The performance of the SemiSVR depends on sequence similarity of test PDZ domains to those in the training set with sufficient binding peptides. The human Scribble PDZ domain we tested is fairly close to domains in the training set (94% similar), and thus is a good test of our approach. Because of this, we expect our method is immediately applicable to PDZ domains in multiple species that are close to the domains in our training set. We thus used our method to predict relative affinities for a set of reasonably close mouse and human PDZ domains (>60% domain sequence identity) to putative mouse and human PDZ ligands and included it as a convenient starting set (see Supplementary Tables S7 and S8), which is useful for prioritizing future experiments.

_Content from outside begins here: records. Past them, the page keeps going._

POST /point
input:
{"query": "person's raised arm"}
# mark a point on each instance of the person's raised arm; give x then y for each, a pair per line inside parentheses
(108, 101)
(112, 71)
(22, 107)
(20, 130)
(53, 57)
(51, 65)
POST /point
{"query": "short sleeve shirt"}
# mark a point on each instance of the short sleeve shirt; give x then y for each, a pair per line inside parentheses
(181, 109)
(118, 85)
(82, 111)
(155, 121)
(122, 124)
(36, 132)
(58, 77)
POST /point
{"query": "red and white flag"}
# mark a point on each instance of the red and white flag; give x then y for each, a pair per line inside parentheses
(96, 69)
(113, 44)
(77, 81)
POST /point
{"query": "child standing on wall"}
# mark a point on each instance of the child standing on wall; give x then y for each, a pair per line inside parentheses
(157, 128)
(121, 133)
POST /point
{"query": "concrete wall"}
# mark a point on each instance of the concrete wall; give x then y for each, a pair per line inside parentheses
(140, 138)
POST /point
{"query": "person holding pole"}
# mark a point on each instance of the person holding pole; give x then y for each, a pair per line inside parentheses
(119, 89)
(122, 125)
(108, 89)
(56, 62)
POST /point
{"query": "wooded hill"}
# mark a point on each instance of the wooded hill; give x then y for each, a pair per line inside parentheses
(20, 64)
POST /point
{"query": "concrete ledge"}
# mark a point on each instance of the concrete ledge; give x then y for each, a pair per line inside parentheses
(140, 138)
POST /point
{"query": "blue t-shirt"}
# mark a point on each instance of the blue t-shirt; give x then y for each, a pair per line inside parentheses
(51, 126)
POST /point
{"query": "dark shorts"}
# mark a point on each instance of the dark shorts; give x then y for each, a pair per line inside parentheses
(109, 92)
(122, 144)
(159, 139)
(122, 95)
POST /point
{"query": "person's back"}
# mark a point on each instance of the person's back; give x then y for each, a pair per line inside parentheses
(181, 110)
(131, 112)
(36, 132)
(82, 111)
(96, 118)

Our results highlight the need to collect experimental domain–peptide binding data covering PDZ sequence space to improve prediction methods. This means we need to measure affinities for domains that are less sequence related to those with known peptide affinities. We also need more affinity data from other species to make a more general conclusion about cross-species generality. Our future work will include incorporating more quantitative and qualitative interaction data from multiple sources into a prediction model to improve performance. For example, it might be possible to use phage display data to improve coverage and performance, which only includes qualitative positive PDZ domain–peptide pairs (Tonikian ). Furthermore, quantitative prediction can potentially be improved by considering additional information about the domain and peptide, such as the 3D structure features of PDZ domains (Hue ; Stein and Aloy, 2010; Beuming ) and co-evolving residues (Halabi ) in PDZ domain–peptide pairs. We plan to further develop our method along these lines and hope to increase its utility and accuracy in predicting quantitative interactions involving PDZ domains and apply it to other peptide recognition modules.